I also define a pmm_calloc() function, which allocates and zeros a page.

The virtual memory manager - VMM

The VMM handles setting up page tables, and separating user and kernel space.

As mentioned earlier, x86_64 uses four levels of page tables, each containing 512 64 bit entries. The 52 most significant bits of each entry is a pointer to the next level of page table, or the page itself in the case of the last page table (P1 in my inofficial nomenclature). This pointer is obviously always page alligned.
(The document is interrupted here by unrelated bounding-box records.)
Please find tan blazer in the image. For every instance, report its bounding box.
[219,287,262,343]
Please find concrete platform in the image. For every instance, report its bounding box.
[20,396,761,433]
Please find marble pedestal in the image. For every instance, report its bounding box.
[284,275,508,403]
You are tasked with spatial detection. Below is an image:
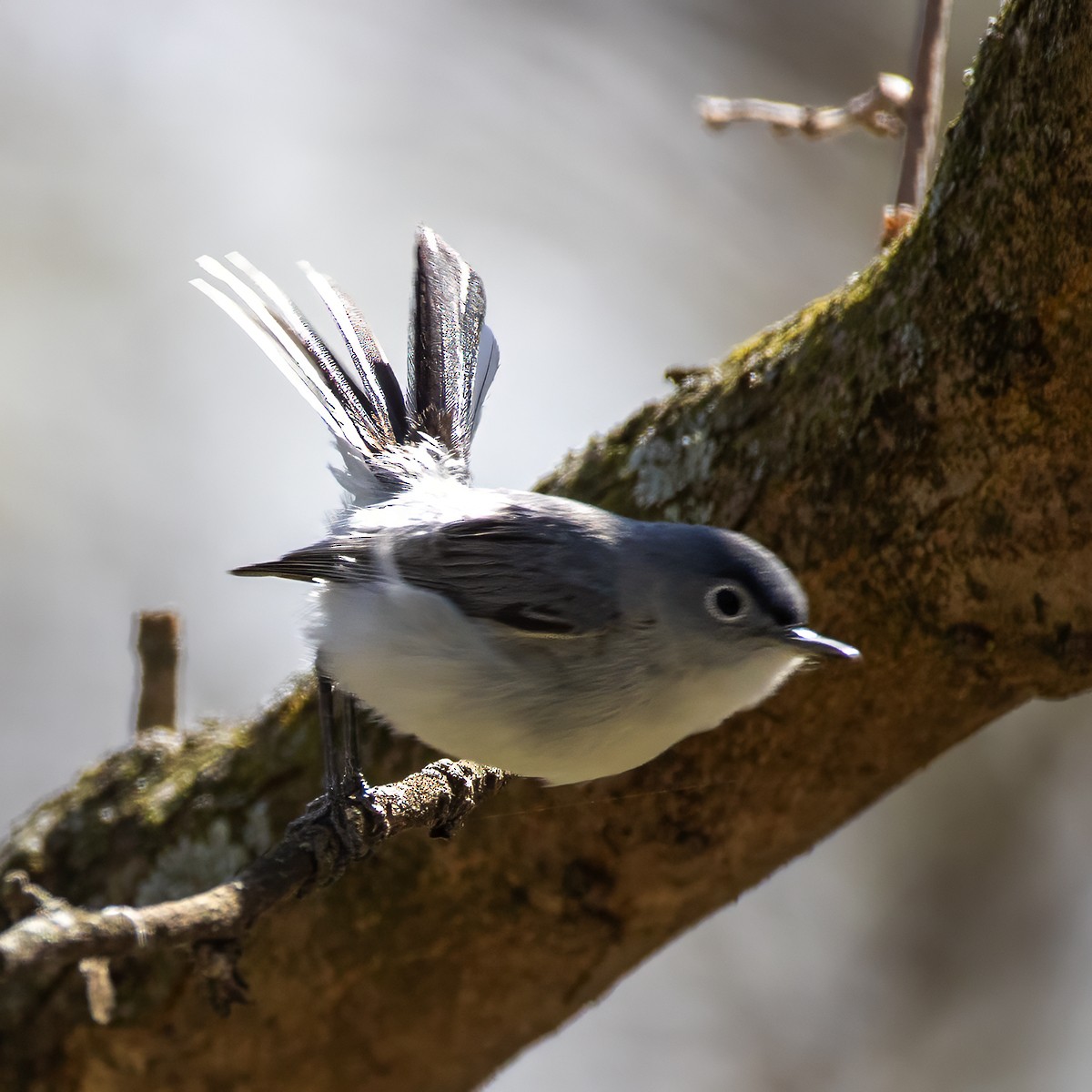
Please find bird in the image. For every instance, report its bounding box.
[192,226,859,792]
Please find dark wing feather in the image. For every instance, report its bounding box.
[235,508,618,637]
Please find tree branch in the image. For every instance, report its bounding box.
[0,759,507,986]
[694,72,914,137]
[0,0,1092,1092]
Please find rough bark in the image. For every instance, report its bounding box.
[0,0,1092,1092]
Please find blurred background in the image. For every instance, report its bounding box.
[0,0,1092,1092]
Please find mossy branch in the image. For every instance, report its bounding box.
[0,0,1092,1092]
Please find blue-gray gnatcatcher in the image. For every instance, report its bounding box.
[193,228,857,787]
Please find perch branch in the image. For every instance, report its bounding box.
[0,759,507,994]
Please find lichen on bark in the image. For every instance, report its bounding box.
[0,0,1092,1092]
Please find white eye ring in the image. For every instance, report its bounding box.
[705,584,750,622]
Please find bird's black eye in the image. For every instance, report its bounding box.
[705,584,747,622]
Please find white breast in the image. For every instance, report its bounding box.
[313,580,801,784]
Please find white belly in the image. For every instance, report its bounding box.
[315,582,799,784]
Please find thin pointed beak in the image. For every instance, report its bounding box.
[785,626,861,660]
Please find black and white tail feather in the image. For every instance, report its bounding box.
[191,226,500,509]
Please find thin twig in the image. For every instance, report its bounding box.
[895,0,952,208]
[136,611,179,735]
[695,72,914,137]
[0,759,508,1000]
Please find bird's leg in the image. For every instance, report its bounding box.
[318,671,368,804]
[334,687,369,796]
[318,671,343,802]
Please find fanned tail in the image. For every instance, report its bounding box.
[408,225,500,465]
[191,228,500,504]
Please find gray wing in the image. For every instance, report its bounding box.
[235,508,618,637]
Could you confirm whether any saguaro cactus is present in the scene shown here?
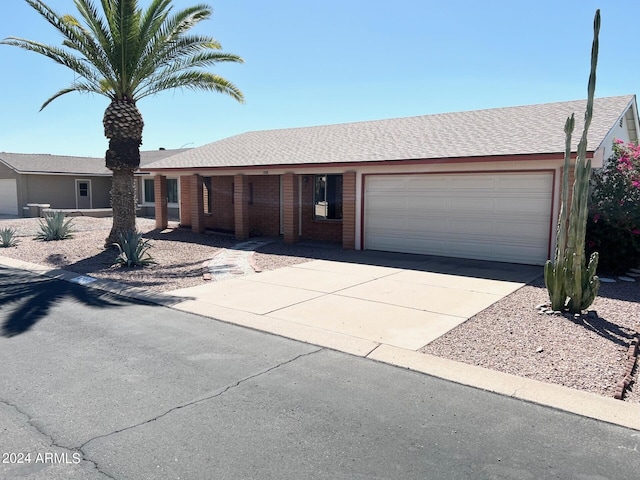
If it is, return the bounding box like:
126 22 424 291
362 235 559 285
544 10 600 313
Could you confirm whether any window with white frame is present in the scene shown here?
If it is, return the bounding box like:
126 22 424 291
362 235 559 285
167 178 178 204
142 178 179 205
313 175 342 220
142 178 155 203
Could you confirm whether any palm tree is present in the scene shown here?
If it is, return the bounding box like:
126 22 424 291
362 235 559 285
0 0 244 245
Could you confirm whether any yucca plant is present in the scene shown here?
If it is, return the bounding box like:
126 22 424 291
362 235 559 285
544 10 600 313
113 230 156 267
36 211 73 242
0 228 18 248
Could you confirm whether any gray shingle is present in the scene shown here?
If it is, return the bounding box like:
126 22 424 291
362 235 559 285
141 95 634 170
0 148 188 176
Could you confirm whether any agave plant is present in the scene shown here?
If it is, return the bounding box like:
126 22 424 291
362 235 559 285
0 228 18 248
36 211 73 242
113 230 156 267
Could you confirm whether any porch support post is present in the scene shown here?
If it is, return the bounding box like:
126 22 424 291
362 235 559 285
180 175 191 227
153 175 169 230
342 172 356 250
282 172 300 243
233 174 249 240
189 173 204 233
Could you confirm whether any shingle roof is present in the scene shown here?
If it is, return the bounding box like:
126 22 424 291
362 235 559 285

The 12 least significant bits of each entry are for various flags. In order to find the next level, they need to be masked out. So let's start with some macros:

src/kernel/memory/vmm.c

...
#define FLAGS_MASK (PAGE_SIZE - 1)
#define MASK_FLAGS(addr) ((uint64_t)addr & ~FLAGS_MASK)
...

Now it's easy to go from a page table entry to something we can parse:

...
#define PT(ptr) ((uint64_t *)P2V(MASK_FLAGS(ptr)))
...

Page table entries are physical addresses, so we need to go through P2V to access them. To access a certain page table entry, you just do e.g. PT(P4)[num].I chose to define some macros to access the entries for a certain address in each page table (P4 trough P1). They look like this:

...
#define P4E (PT(P4)[P4_OFFSET(addr)])
#define P3E PT(P4E)[P3_OFFSET(addr)])
#define P2E PT(P3E)[P2_OFFSET(addr)])
#define P1E PT(P2E)[P1_OFFSET(addr)])
...

This assumes that there's a variable named addr which contains the virtual address whose page table entries you want, and a variable named P4 which points to the top level page directory. The OFFSET macros finds the correct entry for an address for each page table level (#define P4_OFFSET(a) (((a)>>39 & 0x1FF) and so on).
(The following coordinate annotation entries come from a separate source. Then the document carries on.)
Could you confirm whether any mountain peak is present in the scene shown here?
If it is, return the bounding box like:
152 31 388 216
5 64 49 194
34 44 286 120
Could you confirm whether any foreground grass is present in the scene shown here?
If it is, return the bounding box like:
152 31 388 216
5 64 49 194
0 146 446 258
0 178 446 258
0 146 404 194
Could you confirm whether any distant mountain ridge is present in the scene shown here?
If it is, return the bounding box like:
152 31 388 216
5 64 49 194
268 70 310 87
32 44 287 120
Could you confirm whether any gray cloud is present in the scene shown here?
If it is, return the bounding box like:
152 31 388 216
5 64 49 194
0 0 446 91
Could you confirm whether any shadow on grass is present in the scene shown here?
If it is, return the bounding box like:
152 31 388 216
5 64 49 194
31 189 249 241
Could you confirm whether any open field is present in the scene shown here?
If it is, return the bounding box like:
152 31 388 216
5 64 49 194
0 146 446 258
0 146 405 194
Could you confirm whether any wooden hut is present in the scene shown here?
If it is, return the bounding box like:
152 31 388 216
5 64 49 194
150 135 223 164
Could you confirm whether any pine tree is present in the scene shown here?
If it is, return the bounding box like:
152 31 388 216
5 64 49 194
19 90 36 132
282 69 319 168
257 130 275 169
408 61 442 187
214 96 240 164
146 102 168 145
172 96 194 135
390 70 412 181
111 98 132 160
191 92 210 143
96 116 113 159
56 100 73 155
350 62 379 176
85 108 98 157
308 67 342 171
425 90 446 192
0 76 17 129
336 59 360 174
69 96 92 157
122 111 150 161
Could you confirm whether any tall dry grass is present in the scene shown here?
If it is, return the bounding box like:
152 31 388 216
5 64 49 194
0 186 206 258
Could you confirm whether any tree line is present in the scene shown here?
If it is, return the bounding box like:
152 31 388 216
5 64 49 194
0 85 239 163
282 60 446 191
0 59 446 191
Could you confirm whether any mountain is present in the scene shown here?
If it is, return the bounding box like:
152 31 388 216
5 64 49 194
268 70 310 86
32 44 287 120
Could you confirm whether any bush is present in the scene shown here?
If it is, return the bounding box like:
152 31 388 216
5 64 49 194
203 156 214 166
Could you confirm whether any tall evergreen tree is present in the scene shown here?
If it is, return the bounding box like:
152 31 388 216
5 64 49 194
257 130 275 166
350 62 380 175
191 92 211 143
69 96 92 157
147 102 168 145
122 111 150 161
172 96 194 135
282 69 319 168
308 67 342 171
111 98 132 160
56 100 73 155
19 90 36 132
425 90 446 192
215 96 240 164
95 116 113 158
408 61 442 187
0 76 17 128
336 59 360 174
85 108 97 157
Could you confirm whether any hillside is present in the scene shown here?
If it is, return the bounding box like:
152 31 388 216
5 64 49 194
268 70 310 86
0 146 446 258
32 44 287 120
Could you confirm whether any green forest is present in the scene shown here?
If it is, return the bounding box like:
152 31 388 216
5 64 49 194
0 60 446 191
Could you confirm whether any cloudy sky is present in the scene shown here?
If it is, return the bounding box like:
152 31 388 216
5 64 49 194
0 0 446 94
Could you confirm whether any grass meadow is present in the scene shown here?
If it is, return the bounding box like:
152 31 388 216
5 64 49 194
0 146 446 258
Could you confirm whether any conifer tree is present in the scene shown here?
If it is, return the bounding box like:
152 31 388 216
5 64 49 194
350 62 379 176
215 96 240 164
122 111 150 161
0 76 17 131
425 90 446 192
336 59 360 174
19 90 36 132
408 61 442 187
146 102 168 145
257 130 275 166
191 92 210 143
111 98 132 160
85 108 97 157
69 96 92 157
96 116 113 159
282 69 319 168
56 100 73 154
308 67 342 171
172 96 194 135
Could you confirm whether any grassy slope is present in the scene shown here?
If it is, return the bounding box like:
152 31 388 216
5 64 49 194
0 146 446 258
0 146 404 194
Now getting the physical page for a virtual address is very easy:

...
uint64_t vmm_get_page(uint64_t P4, uint64_t addr)
{
  if(P4 && PRESENT(P4E) && PRESENT(P3E) && PRESENT(P2E))
    return P1E;
  return -1;
}
...

Where the PRESENT macro just checks for the PAGE_PRESENT bit being set.
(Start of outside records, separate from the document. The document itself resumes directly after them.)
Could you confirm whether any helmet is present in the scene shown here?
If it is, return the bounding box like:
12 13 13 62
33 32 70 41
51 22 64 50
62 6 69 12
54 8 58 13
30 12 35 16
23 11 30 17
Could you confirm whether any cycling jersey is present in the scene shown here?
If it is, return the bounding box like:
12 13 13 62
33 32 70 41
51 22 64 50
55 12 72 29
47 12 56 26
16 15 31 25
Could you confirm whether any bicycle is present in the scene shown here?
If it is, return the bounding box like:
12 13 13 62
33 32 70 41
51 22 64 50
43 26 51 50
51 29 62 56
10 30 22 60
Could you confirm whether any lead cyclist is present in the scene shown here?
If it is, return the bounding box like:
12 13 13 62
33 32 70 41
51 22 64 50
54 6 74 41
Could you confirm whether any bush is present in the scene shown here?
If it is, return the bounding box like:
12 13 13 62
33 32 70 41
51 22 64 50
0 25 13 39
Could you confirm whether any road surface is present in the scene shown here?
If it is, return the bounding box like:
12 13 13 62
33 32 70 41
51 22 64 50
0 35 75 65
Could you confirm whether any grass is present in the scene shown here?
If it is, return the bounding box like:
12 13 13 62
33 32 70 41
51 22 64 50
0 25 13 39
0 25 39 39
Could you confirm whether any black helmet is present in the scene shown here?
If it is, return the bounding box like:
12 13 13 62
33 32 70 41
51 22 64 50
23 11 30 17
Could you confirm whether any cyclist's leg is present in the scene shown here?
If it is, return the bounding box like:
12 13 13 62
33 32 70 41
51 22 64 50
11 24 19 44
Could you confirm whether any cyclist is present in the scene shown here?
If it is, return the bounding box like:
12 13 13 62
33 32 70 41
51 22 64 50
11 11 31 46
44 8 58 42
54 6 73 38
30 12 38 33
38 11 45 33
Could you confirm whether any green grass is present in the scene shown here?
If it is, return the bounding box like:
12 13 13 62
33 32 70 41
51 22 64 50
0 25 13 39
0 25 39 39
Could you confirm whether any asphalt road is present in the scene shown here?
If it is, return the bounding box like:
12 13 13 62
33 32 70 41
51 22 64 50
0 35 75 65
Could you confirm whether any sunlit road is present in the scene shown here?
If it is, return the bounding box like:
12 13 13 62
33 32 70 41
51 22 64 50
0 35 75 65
Setting the physical page for a virtal address is also very easy:

...
int vmm_set_page(uint64_t P4, uint64_t addr, uint64_t page, uint16_t flags)
{
  ...

  if(!PRESENT(P4E) && !(P4E = pmm_calloc()))
    return -1;
  P4E |= flags | PAGE_PRESENT;

  // Do the same thing for P3E and P2E
  ...

  P1E = page | flags;
  return 0;
}
...

The first three lines checks if the P4 entry is set, and if not, allocates a P3 and sets the entry to point to it. If the allocation fails, vmm_set_page fails as well. The same is then done with P2 and P1, and finally the correct P1 entry is set with the page address and flags.

I also wrote a function void vmm_clear_page(uint64_t P4, uint64_t addr, int free) which zeros the P1 entry, and - if free is true - frees P1, P2 and P3 if they are empty. This is left as an exercise to the reader.

The kernel heap

The kernel heap keeps track of and hands out small chunks of memory for temporary storage. This corresponds to the malloc()-family of functions.

In this case, I actually chose to forego the heap, and try to make do with hard-coded global variables and structures using entire pages.

For example, when setting up a new process, I might normally do something like

struct process *new_process = kmalloc(sizeof(struct process));
setup_process(new_process);

Now, I'll instead do:

struct process *new_process = (void *)pmm_alloc();
setup_process(new_process);

This will reqire me to think a bit more carefully of how I define my various data structures in order to keep wasted space to a minimum. It'll be an interesting experiment, but we'll see - perhaps I'll end up implementing a heap later...

The process memory manager - PROCMM

The final memory related part of the kernel - the procmm - handles user space memory. Setting up and cloning process memory spaces, replacing them with new executables, and handling the user stack and brk() calls are some of its tasks.

Since there are no processes yet, having a process memory manager doesn't really make sense, so I'll save this for later...

A remark about the git history

For this chapter, I went a bit crazy with the TDD and made one git commit every time I wrote and passed a test. Perhaps that would make sense if I had a finished API to conform agains. Now, it just got a bit messy... If you explore the git history - I'm sorry.